Table#

Table methods#

class pystarburst.table.DeleteResult(rows_deleted: int)#

Bases: NamedTuple

Result of deleting rows in a Table.

rows_deleted: int#

The number of rows deleted.

class pystarburst.table.MergeResult(rows_affected: int)#

Bases: NamedTuple

Result of merging a DataFrame into a Table.

rows_affected: int#

The number of rows inserted, updated or deleted.

class pystarburst.table.Table(table_name: str, session: Session)#

Bases: DataFrame

Represents a lazily-evaluated Table. It extends DataFrame so all DataFrame operations can be applied to it.

You can create a Table object by calling Session.table() with the name of the table in Trino. See examples in Session.table().

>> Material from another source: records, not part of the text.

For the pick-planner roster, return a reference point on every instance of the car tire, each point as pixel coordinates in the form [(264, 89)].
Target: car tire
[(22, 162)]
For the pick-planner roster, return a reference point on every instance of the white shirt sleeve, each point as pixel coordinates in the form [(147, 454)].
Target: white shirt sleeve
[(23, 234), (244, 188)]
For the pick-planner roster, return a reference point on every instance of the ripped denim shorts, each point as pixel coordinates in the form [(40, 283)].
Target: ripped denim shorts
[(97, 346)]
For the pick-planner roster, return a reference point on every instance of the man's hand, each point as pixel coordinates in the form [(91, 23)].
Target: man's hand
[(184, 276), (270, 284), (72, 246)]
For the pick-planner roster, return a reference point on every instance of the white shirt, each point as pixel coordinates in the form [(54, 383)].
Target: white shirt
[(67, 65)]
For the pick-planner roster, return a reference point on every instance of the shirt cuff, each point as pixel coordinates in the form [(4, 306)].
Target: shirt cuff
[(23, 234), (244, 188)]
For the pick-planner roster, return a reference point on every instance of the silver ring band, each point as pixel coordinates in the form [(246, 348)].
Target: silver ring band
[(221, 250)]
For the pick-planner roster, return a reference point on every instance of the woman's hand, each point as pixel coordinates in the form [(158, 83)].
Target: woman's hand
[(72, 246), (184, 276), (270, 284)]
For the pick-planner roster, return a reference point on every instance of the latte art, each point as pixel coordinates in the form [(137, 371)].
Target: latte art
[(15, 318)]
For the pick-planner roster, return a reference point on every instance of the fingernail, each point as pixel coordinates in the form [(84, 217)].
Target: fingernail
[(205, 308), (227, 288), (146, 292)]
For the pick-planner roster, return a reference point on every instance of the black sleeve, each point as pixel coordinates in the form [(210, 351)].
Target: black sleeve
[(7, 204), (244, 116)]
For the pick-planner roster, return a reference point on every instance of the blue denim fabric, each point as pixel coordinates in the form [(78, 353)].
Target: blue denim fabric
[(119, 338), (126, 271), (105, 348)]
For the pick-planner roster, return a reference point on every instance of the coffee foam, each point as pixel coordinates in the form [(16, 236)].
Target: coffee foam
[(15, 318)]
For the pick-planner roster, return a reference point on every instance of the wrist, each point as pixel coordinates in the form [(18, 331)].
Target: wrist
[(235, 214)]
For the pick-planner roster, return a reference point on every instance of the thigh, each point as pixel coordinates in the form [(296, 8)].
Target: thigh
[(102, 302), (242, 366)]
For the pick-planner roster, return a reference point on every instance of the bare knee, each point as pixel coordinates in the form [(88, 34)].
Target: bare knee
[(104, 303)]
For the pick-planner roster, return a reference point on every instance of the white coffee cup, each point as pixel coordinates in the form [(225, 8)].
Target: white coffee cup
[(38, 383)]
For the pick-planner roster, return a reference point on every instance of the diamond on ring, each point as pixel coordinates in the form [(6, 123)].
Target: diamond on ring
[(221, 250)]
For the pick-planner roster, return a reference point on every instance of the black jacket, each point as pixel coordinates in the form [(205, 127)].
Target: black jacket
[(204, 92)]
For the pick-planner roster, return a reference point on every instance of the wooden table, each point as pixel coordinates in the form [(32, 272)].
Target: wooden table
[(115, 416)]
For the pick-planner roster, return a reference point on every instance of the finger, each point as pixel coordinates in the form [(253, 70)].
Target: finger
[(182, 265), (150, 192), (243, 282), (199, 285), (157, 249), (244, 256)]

delete(condition: Column | None = None, *, statement_properties: Dict[str, str] | None = None) DeleteResult#

Deletes rows in a Table and returns a DeleteResult, representing the number of rows deleted.

Parameters:

condition – An optional Column object representing the specified condition. It must be provided if source is provided.

Examples

>>> target_df = session.create_dataframe([(1, 1),(1, 2),(2, 1),(2, 2),(3, 1),(3, 2)], schema=["a", "b"])
>>> target_df.write.save_as_table("my_table", mode="overwrite")
>>> t = session.table("my_table")

>>> # delete all rows in a table
>>> t.delete()
DeleteResult(rows_deleted=6)
>>> t.collect()
[]

>>> # delete all rows where column "a" has value 1
>>> target_df.write.save_as_table("my_table", mode="overwrite")
>>> t.delete(t["a"] == 1)
DeleteResult(rows_deleted=2)
>>> t.collect()
[Row(A=2, B=1), Row(A=2, B=2), Row(A=3, B=1), Row(A=3, B=2)]
drop_table() None#

Drops the table from the Trino cluster, if exists.

Note that subsequent operations such as DataFrame.select(), DataFrame.collect() on this Table instance and the derived DataFrame will raise errors because the underlying table in the Trino cluster no longer exists.

is_cached: bool#

Whether the table is cached.

merge(source: DataFrame, join_expr: Column, clauses: Iterable[WhenMatchedClause | WhenNotMatchedClause], *, statement_properties: Dict[str, str] | None = None) MergeResult#

Merges this Table with DataFrame source on the specified join expression and a list of matched or not-matched clauses, and returns a MergeResult, representing the number of rows inserted, updated and deleted by this merge action. See MERGE for details.

Parameters:
  • source – A DataFrame to join with this Table. It can also be another Table.

  • join_expr – A Column object representing the expression on which to join this Table and source.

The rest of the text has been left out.